Und dann kam wieder der Zeitpunkt, wo sie fällig gewesen wäre, und verstrich erneut. Außerdem war mir oft schlecht.
    Doch genau in der Zeit, als mir oft schlecht war, fanden wir die Speerspitze. Und dann, einen Tag später, das Skelett. Beide Prä-Clovis. Unser Osteologe vollführte ein Freudentänzchen; schon bei einem Blick auf die Zähne war er fast sicher, dass das Skelett auf direkte sibirische Vorfahren schließen ließ; und John, unser Spezialist für Biofakte, sagte, die Samen, die noch in der Magengegend des Skeletts zu sehen waren, stammten von einer Pflanze, von der er sich fast sicher war, dass sie in der Gegend dort oben seit mindestens 22.000 Jahren ausgestorben war. Der Ausgrabungsleiter aus Harvard hatte ein Buschflugzeug angefordert, und wir warteten im Landrover an der Landebahn, um uns von ihm zu verabschieden, weil er nach Nome und dann nach Anchorage fliegen würde, um an der dortigen Universität einige Funde einer Radiocarbonuntersuchung zu unterziehen.
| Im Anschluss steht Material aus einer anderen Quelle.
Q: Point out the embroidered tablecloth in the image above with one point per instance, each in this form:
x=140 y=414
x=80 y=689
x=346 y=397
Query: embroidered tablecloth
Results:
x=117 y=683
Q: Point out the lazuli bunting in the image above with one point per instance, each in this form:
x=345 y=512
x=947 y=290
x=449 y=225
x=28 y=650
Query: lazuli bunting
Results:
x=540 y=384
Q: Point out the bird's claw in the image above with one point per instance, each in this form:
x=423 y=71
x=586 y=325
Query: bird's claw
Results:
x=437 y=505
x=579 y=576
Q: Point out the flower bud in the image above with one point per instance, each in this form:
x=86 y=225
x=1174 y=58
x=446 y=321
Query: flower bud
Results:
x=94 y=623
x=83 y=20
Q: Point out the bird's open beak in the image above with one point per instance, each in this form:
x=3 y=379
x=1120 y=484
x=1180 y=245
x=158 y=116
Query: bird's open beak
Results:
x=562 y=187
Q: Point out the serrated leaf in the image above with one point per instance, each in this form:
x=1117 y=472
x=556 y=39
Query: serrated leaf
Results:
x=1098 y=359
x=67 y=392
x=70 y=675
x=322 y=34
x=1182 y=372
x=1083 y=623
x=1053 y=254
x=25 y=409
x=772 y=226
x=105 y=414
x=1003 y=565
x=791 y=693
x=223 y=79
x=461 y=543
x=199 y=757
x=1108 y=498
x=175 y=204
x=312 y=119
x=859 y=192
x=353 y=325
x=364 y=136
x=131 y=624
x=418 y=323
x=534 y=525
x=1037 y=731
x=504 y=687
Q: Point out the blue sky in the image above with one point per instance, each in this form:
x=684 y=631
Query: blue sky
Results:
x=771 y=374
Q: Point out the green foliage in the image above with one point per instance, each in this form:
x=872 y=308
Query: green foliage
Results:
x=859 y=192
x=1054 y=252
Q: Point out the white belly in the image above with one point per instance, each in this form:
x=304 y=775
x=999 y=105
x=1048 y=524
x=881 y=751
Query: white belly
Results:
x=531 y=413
    Wir alberten herum und überlegten gerade, ob wir ein kleines Ballspielchen improvisieren sollten, als über den Wind hinweg ein Motorengeräusch laut wurde, und wir bereiteten uns alle darauf vor, dem Harvard-Prof vor seinem Flug nach Anchorage Adieu zu sagen. Oberhalbdes Horizonts wurde das Flugzeug von einem kleinen Punkt zu einem großen Punkt, es landete und rollte aus. Der Pilot stieg aus, noch während die Propeller sich drehten, doch sein Gesicht war bleich und verkniffen. Er ging hinüber zur Beifahrerseite und machte die Tür auf.
    Heraus sprang – die Lustfeindliche Ziege.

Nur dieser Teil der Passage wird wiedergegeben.